Why do I get a number when I stream the result of tolower() to std::cout, but not when I use putchar()?

Question

I was trying to write a program which will convert every word(either upper or lower case) in the upper or lower case(depending on which case is max).So here is my program

#include<iostream>
#include<cstring>
#include<cctype>
#include<cstdio>
using namespace std;
int main()
{
    char s[101];
    int c=0, sm=0, i;

    cin>>s;

    for(i=0;i<strlen(s);i++)
    {
        if(s[i]>='A' && s[i]<='Z')
            c++;
        else
            sm++;
    }

    if(sm>c)
    {
        for(i=0;i<strlen(s);i++)
        {
            //cout<<tolower(s[i])<<endl;
            putchar(tolower(s[i]));
        }
    }
    else
    {
        for(i=0;i<strlen(s);i++)
        {
            //cout<<toupper(s[i])<<endl;
            putchar(toupper(s[i]));
        }
    }
}

But i was surprised to see that if i write these statement

if(sm>c)
    {
        for(i=0;i<strlen(s);i++)
        {
            cout<<tolower(s[i])<<endl;                
        }
    }

or

else
    {
        for(i=0;i<strlen(s);i++)
        {
            //cout<<toupper(s[i])<<endl;
            putchar(toupper(s[i]));
        }
    }

then it seems that output is in ASCII number.Can anyone explain me these reason.I am new to c++, so not much aware of cout

Answer 1

The reason behind this is the tolower(). The return type of tolower() is int.
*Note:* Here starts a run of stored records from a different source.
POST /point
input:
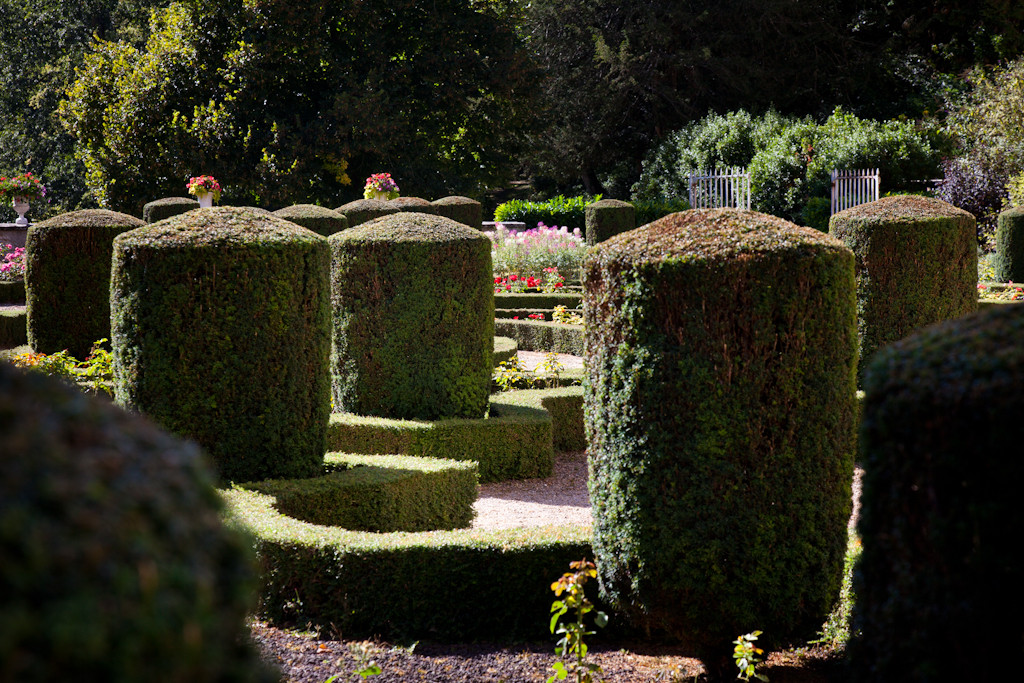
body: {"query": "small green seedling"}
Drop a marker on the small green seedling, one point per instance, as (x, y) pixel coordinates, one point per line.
(571, 643)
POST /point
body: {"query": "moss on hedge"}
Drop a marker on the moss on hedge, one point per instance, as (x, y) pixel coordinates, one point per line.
(380, 494)
(68, 279)
(167, 207)
(408, 585)
(938, 585)
(606, 218)
(916, 264)
(1010, 246)
(221, 334)
(461, 209)
(315, 218)
(360, 211)
(414, 322)
(720, 418)
(116, 563)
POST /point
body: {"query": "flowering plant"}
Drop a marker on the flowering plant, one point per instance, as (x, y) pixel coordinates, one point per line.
(380, 184)
(26, 185)
(204, 184)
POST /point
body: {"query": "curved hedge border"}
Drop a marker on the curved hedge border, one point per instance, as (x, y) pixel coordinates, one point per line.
(539, 336)
(380, 494)
(425, 585)
(516, 442)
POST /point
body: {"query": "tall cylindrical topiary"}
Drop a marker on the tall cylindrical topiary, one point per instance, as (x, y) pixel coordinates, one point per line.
(938, 583)
(116, 564)
(414, 318)
(68, 279)
(167, 207)
(315, 218)
(1010, 246)
(461, 209)
(607, 218)
(916, 264)
(360, 211)
(720, 416)
(221, 334)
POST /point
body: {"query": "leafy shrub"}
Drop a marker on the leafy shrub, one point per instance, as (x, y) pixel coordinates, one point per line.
(221, 334)
(68, 279)
(936, 586)
(407, 343)
(560, 210)
(714, 508)
(116, 563)
(916, 264)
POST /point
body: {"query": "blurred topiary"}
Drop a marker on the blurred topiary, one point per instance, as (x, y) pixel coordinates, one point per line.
(1010, 246)
(460, 209)
(167, 207)
(315, 218)
(221, 334)
(937, 587)
(414, 318)
(606, 218)
(116, 563)
(68, 279)
(416, 204)
(916, 264)
(360, 211)
(720, 414)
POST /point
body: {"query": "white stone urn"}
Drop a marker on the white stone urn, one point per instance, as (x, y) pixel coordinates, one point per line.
(22, 208)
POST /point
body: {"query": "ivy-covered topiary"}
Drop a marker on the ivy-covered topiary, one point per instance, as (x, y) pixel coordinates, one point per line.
(606, 218)
(414, 204)
(1010, 246)
(221, 333)
(414, 318)
(360, 211)
(68, 279)
(315, 218)
(938, 585)
(720, 416)
(116, 563)
(167, 207)
(916, 264)
(461, 209)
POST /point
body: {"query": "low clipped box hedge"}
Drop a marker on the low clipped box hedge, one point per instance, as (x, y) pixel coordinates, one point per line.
(407, 342)
(1010, 246)
(360, 211)
(937, 586)
(221, 334)
(315, 218)
(720, 417)
(116, 563)
(460, 209)
(916, 264)
(167, 207)
(380, 494)
(68, 279)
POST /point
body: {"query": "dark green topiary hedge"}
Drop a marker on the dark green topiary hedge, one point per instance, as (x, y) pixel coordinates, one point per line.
(68, 279)
(720, 416)
(1010, 246)
(938, 584)
(380, 494)
(360, 211)
(607, 218)
(460, 209)
(414, 318)
(315, 218)
(221, 333)
(916, 264)
(167, 207)
(116, 565)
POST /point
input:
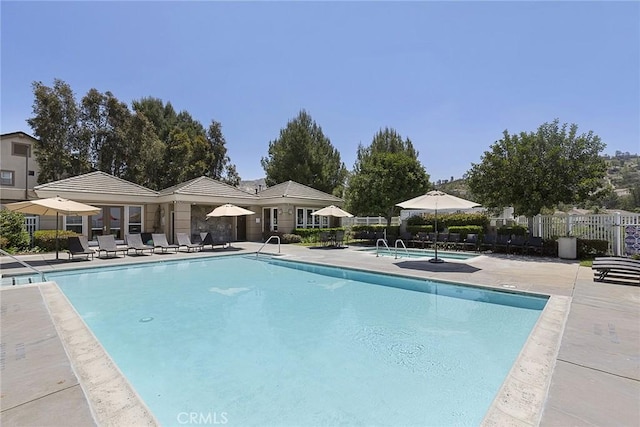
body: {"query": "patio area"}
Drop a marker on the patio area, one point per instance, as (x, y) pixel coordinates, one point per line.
(581, 365)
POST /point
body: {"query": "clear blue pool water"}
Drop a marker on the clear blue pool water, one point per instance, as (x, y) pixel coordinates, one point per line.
(271, 342)
(419, 253)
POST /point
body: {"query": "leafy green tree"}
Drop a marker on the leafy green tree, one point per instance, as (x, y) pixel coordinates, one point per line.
(537, 170)
(55, 123)
(303, 154)
(386, 173)
(147, 153)
(13, 234)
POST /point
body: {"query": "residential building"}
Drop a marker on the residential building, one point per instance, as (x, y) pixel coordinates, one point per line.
(18, 167)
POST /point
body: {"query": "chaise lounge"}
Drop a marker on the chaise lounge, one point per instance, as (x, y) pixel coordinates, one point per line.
(185, 241)
(160, 242)
(134, 241)
(79, 246)
(616, 268)
(107, 244)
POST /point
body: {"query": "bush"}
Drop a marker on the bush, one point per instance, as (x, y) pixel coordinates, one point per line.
(46, 239)
(415, 229)
(591, 248)
(291, 238)
(311, 235)
(464, 230)
(450, 220)
(14, 235)
(512, 230)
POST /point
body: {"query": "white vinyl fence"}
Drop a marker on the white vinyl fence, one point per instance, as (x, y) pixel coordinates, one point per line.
(615, 228)
(369, 220)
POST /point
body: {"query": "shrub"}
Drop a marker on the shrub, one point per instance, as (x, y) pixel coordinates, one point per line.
(512, 230)
(46, 239)
(464, 230)
(415, 229)
(291, 238)
(450, 220)
(591, 248)
(312, 235)
(14, 235)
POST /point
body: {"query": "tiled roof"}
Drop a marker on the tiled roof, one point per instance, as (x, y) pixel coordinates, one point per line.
(298, 191)
(97, 182)
(204, 186)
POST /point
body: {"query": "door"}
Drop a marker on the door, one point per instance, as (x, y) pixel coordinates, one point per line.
(241, 228)
(109, 221)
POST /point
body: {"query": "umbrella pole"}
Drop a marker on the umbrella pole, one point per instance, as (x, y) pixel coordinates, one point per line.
(435, 244)
(56, 235)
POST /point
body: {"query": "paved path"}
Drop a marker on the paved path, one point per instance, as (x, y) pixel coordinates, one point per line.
(591, 378)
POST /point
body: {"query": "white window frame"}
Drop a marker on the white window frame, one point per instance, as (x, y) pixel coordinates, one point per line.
(311, 221)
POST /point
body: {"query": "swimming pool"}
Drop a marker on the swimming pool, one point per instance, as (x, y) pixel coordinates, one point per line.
(418, 253)
(287, 343)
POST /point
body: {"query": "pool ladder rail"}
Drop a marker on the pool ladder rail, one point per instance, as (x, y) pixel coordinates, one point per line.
(384, 242)
(265, 244)
(13, 279)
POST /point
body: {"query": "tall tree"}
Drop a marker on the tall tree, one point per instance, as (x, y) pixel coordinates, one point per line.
(55, 124)
(147, 150)
(386, 173)
(537, 170)
(303, 154)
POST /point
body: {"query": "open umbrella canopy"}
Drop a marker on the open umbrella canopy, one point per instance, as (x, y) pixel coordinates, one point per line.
(332, 211)
(53, 206)
(438, 201)
(230, 210)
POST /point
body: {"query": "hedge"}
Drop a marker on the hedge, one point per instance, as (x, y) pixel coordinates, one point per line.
(450, 220)
(13, 235)
(517, 230)
(464, 230)
(46, 239)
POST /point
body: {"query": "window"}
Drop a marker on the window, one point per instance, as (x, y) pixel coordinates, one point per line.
(73, 223)
(22, 150)
(135, 219)
(7, 178)
(305, 219)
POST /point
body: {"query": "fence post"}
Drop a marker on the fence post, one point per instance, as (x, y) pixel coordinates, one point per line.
(617, 234)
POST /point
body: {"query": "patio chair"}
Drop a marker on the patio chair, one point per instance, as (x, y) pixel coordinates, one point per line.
(185, 241)
(616, 268)
(107, 244)
(325, 238)
(453, 242)
(207, 238)
(488, 242)
(79, 246)
(535, 244)
(160, 242)
(517, 243)
(134, 241)
(470, 242)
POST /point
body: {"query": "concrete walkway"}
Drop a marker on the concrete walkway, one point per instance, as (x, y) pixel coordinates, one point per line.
(581, 365)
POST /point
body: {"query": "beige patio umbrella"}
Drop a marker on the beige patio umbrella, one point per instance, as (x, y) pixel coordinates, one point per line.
(229, 210)
(438, 201)
(332, 211)
(54, 205)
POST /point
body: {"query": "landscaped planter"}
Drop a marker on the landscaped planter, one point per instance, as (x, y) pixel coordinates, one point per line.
(568, 247)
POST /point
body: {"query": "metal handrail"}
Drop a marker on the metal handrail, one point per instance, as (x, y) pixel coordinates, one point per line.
(24, 264)
(403, 245)
(385, 244)
(265, 244)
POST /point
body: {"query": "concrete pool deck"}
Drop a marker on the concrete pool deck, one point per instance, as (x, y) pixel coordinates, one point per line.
(580, 366)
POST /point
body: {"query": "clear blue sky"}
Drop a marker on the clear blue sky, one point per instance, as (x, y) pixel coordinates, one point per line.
(451, 76)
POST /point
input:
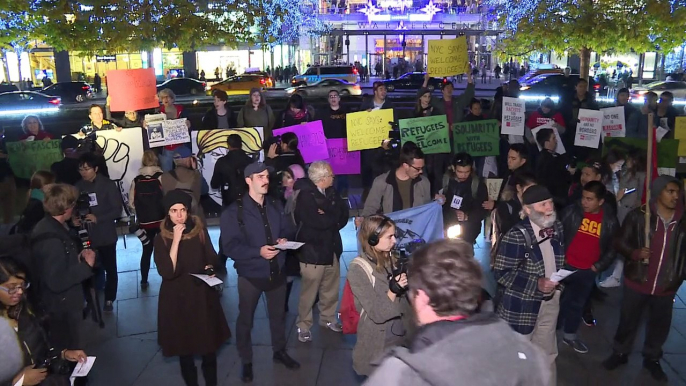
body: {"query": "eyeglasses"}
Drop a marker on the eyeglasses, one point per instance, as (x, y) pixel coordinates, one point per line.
(14, 289)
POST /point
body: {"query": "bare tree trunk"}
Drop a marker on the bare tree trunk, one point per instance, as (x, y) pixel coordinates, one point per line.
(584, 62)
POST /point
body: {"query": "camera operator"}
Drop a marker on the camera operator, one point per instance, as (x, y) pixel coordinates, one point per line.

That means its equivalent to printing an integer, rather than a character.

If you want to show it correctly, use this:

cout << static_cast<char>(tolower(s[i])) << "\n";

Answer 2

std::tolower() and std::toupper() functions return value is int. And std::cout print the exact value that appears to it.

So cout<< tolower(s[i])<<endl print ASCII value of the characters. But when you write putchar(toupper(s[i])) then putchar() function automatically converts the ASCII value to characters. That's why you get character as output.

In order to use cout<< tolower(s[i]) << endl you need to typecast the ASCII value to character.

So write -

cout<< (char)(toupper[i]) <<endl;
cout<< (char)(tolower[i]) <<endl;

Answer 3

Just to add that this is a false comparison.

The C++ equivalent of putchar is ostream::put, like this:

std::cout.put(std::tolower(s[i]));

Because both this and putchar take a char, an implicit conversion is performed. This is necessary because tolower gives you an int (for historical reasons, sort of).

The streaming operator << is far more general, and has overloads for all sorts of types so that it can format your data for you. Since you're giving it an int, and not particularly asking for a char, a number is what you get.

Answer 4

From the cplusplus.com reference for tolower:

The value is returned as an int value that can be implicitly casted to char.

However printing the returned int will not convert it to a char. You can explicitly cast it:

std::cout<< (char) tolower(s[i])<<endl;  

However a static cast is safer:

std::cout << static_cast<char>(tolower(s[i]));

Answer 5

cout prints the value, and in C++ a tolower returns a int (ASCII) so what you get is that, if you want to yell the actual character you need to convert manually the output.

cout<<static_cast<char>((s[i]))<<endl;

Online editor to C++ (example)

Answer 6

In this case:

if(sm>c)
    {
        for(i=0;i<strlen(s);i++)
        {
            cout<<tolower(s[i])<<endl;                
        }
    }

yes you should expect an ASCII value. This is because tolower is a function that returns an integer and cout outputs directly what it is given, it doesnt carry out any manipulation.

However you said that in this case:

else
    {
        for(i=0;i<strlen(s);i++)
        {
            //cout<<toupper(s[i])<<endl;
            putchar(toupper(s[i]));
        }
    }

you also get an ASCII value but I think your mistaken. This should output a character because the putchar() function not only outputs what it is given but beforehand carries out manipulation to ensure it is in char format.